Microprocessor design is both complex and time consuming: exploring a huge design space for identifying the optimal design under a number of constraints is infeasible using detailed architectural simulation of entire benchmark executions. Statistical simulation is a recently introduced approach for efficiently culling the microprocessor design space. The basic idea of statistical simulation is to collect a number of important program characteristics and to generate a synthetic trace from it. Simulating this synthetic trace is extremely fast as it contains only a million instructions. This paper improves the statistical simulation methodology by proposing accurate memory data flow models. We propose 1) cache miss correlation, or measuring cache statistics conditionally dependent on the global cache hit/miss history, for modeling cache miss patterns and memory-level parallelism, 2) cache line reuse distributions for modeling accesses to outstanding cache lines, and 3) through-memory read-after-write dependency distributions for modeling load forwarding and bypassing.
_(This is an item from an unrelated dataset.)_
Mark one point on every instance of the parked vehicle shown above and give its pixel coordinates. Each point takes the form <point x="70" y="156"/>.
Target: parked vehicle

Our experiments using the SPEC CPU2000 benchmarks show substantial improvements compared to current state-of-the-art statistical simulation methods. For example, for our baseline configuration, we reduce the average instructions per cycle (IPC) prediction error from 10.9 to 2.1 percent; the maximum error observed equals 5.8 percent. In addition, we show that performance trends are predicted very accurately, making statistical simulation enhanced with accurate data flow models a useful tool for efficient and accurate microprocessor design space explorations.